Foi no segundo semestre de 2008 que conheci com mais profundidade as tradições liberal e republicana e suas bibliografias. Eu estava fazendo um curso na Faculdade de Filosofia, Letras e Ciências Humanas (FFLCH), mais especificamente no Departamento de Filosofia, para cumprir os requisitos do mestrado da Faculdade de Direito. O professor responsável pela disciplina Liberalismo e Republicanismo: A Noção de Liberdade Política era o Alberto Ribeiro de Barros.

2008 foi um ano de deslumbramento intelectual. As disciplinas da pós me levaram para áreas e bibliografias que eu não havia navegado antes. Como ainda não tinha que escrever a dissertação, como as aulas eram presenciais e as trocas sobre os textos coletivos, predominava o prazer acadêmico. Foi um ano intenso e gostoso. (Me sentar para escrever sozinha os trabalhos finais das disciplinas envolvia, sim, disciplina e sacrifício, mas a tônica do ano foi de prazer em ler, em pensar, aprender e descobrir.) A disciplina do Alberto de Barros fez parte disso.

Desde então, Maquiavel tornou-se um amor adormecido. Mas como o encontro foi potente, deixou marcas. Por exemplo, a ideia de que as insatisfações e conflitos sociais precisam encontrar canais institucionais para se manifestar, sob pena de insurreição, já ocupou várias vezes minhas reflexões. Ou ainda, talvez mais importante, a liberdade como um valor que foi construído pela vida em sociedade (e não limitado por ela) mas que precisa de ação permanente para ser garantida. O valor da ação política constante e vigilante para a garantia da liberdade. Pensamentos muito diferentes do que usualmente são associados ao Maquiavel de O Príncipe.

Ficou para mim também esta contradição: a ênfase na obra O Príncipe em detrimento de Discursos sobre a Primeira Década de Tito Lívio, que eu, pessoalmente, achei um livro espetacular.

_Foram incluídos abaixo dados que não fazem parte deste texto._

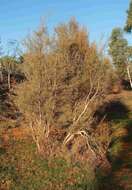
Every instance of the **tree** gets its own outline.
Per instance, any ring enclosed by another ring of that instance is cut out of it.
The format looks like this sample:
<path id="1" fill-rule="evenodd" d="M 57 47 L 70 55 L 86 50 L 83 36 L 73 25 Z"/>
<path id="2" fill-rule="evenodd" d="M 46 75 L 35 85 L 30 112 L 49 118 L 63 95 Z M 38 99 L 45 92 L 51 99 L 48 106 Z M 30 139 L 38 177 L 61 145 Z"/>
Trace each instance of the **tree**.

Foi em um almoço despretensioso com o doutorando Matheus Ichimaru que fiquei sabendo do livro do professor Sérgio Cardoso. Segundo Matheus me contou, Sérgio dialoga diretamente com as questões que me interessaram em Maquiavel. Além disso, Alberto de Barros, Sérgio Cardoso e Newton Bignotto fazem parte desta mesma comunidade epistêmica da FFLCH que me influenciou (sem que eles saibam disso). Fiquei com vontade de ler e voltar a Maquiavel depois de mais de quinze anos. Minha hipótese é que lá em Maquiavel – e na leitura que o Sérgio faz dele neste século 21 – haja elementos importantes para entender os desafios políticos contemporâneos.

Um filme

Para terminar, conto que a inspiração para o título do artigo foi de um filme de que gosto muito chamado Três anúncios para um crime, de Martin McDonagh. Para mim, uma reflexão importante sobre os (nossos) ímpetos punitivistas e a importância do devido processo legal.